Sana içimi döksem TOPLAR MIYIZ
Bir şeyler yazarken, sizi ‘kelime kelime’ takip eden bir takım insanlara ‘aslında ben bunu kastetmedim’ dercesine sunmaya çalıştığınız cümleler vardır hani… Haklısınız ! Varlar, ama anlatamazlar ! Gerçeğinize ise dokunamazlar… Dokunabilirler mi ? Sanmam… Belki yanı başından geçerler ! Ama duymazlar ! Ne fısıldananları ne çığlıkları !

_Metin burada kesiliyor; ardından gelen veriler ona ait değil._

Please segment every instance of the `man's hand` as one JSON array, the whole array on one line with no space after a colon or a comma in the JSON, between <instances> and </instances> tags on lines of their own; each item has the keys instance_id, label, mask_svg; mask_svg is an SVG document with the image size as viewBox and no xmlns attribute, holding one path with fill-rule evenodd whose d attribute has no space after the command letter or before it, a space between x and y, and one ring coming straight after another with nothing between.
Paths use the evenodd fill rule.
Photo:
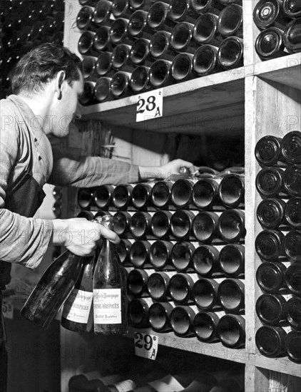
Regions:
<instances>
[{"instance_id":1,"label":"man's hand","mask_svg":"<svg viewBox=\"0 0 301 392\"><path fill-rule=\"evenodd\" d=\"M78 256L90 256L104 237L114 244L120 239L114 232L85 218L53 220L52 244L61 245Z\"/></svg>"}]
</instances>

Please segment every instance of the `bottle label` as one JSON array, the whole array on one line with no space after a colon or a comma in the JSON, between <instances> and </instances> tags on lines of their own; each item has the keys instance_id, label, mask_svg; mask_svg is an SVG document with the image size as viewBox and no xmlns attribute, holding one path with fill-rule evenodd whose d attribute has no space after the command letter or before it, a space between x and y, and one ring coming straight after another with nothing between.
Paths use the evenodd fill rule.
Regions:
<instances>
[{"instance_id":1,"label":"bottle label","mask_svg":"<svg viewBox=\"0 0 301 392\"><path fill-rule=\"evenodd\" d=\"M62 316L76 323L87 324L93 293L74 289L65 301Z\"/></svg>"},{"instance_id":2,"label":"bottle label","mask_svg":"<svg viewBox=\"0 0 301 392\"><path fill-rule=\"evenodd\" d=\"M121 324L121 289L94 289L94 323Z\"/></svg>"}]
</instances>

Oysaki söylemek istediğiniz o kadar çok şey vardır ki… Ama susarsınız ! Susamadığınız zamanlar da uzaklaşırsınız ! Dayanamayıp fısıldadıklarınızı diğerleri duymasın diye, yaşamı bir adım geriden takip edersiniz…
Ve bir zaman gelir, artık yaşama da geç kalırsınız !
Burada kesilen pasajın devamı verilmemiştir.